AM Agrigen Industries LLC picked the site for a granulated urea plant; a final decision on whether to build is expected in early 2015. The facility would be able to tap the highest density of interstate and intrastate gas pipelines in the United States, along with low, stable prices on an abundant supply — the key raw material for producing nitrogen-based fertilizer, said Gov. Bobby Jindal.

Feasibility of the project is being studied. It would create 150 direct jobs with an average annual salary of $55,000 plus benefits. Louisiana Economic Development (LED) has estimated that the plant would result in an additional 1,025 indirect jobs. The plant’s output would serve agribusiness customers in the United States and abroad.

If given approval, construction could begin in mid-2015 and take about 30 months. AM Agrigen plans to tap a mix of global and domestic investors to fund the project, making the complex the latest in a series of major foreign direct investment projects to select Louisiana (see Daily GPI, Oct. 31, 2012).

One of the natural gas pipelines in the area that could fuel the proposed plant is Columbia Gulf Onshore. Forward prices into Columbia Gulf Onshore are currently trading at $4.49/MMBtu for the rest of 2014, according to NGI‘s Forward Look. Prices drop to $4.22 and $4.15/MMBtu for all of 2015 and 2016, but then rise to $4.30, $4.47, and $4.65 for the years 2017-2019. Out to 2019, the forward curve for Columbia Gulf Onshore reflects a negative basis to the hub of 6.3 cents on average. NGI’s Forward Look service is launching in June. To be added to the current beta trial, email

“AM Agrigen’s commitment to our state demonstrates the strategic value of Louisiana’s world-scale industrial infrastructure and our emergence as one of the very best business climates in the U.S.,” said Jindal. “From Sasol in Southwest Louisiana to Benteler Steel/Tube in Northwest Louisiana and Dyno Nobel in Southeast Louisiana, global investors are infusing tremendous amounts of capital into our state’s manufacturing sector because of Louisiana’s welcoming business environment and strong workforce.”

Last August, Incitec Pivot Ltd. and Cornerstone Chemical broke ground on a $1.03 billion project that combines construction of Dyno Nobel’s $850 million ammonia plant with Cornerstone’s $175 million investment in upgrades and expansion at its Fortier Manufacturing Complex. Incitec Pivot, based in Australia, is the parent of Dyno Nobel, which is building a plant with an annual ammonia capacity of 800,000 metric tons at the Fortier Manufacturing Complex on the west bank of the Mississippi River in Jefferson Parish.

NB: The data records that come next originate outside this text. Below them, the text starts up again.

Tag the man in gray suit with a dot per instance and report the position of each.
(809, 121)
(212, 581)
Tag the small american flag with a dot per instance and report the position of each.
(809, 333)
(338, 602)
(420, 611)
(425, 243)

In December 2012, Sasol announced a $16 billion to $21 billion gas-to-liquids (GTL) and ethane cracker complex (see Daily GPI, April 30; Dec. 4, 2012). In January 2013, G2X Energy announced a $1.3 billion GTL facility at the Port of Lake Charles, LA, that would yield chiefly gasoline (see Daily GPI, Jan. 18, 2013). And last September, SGC Energia SA of Portugal and Houston-based Great Northern Project Development LP said they would spend $100 million to renovate a dormant steam methane reformer in the Westlake, LA, area and convert it to a GTL facility (see Daily GPI, Sept. 6, 2013).

AM Agrigen and the state had been in talks since fall 2012. Louisiana offered the company a performance-based $5.6 million grant to offset infrastructure costs of the project. Workforce development assistance would be provided by the Louisiana Economic Development. The company also is expected to use the state’s Quality Jobs and Industrial Tax Exemption programs. The company has secured options to purchase 650 acres near Killona, LA, and initiated the process of filing for environmental permits.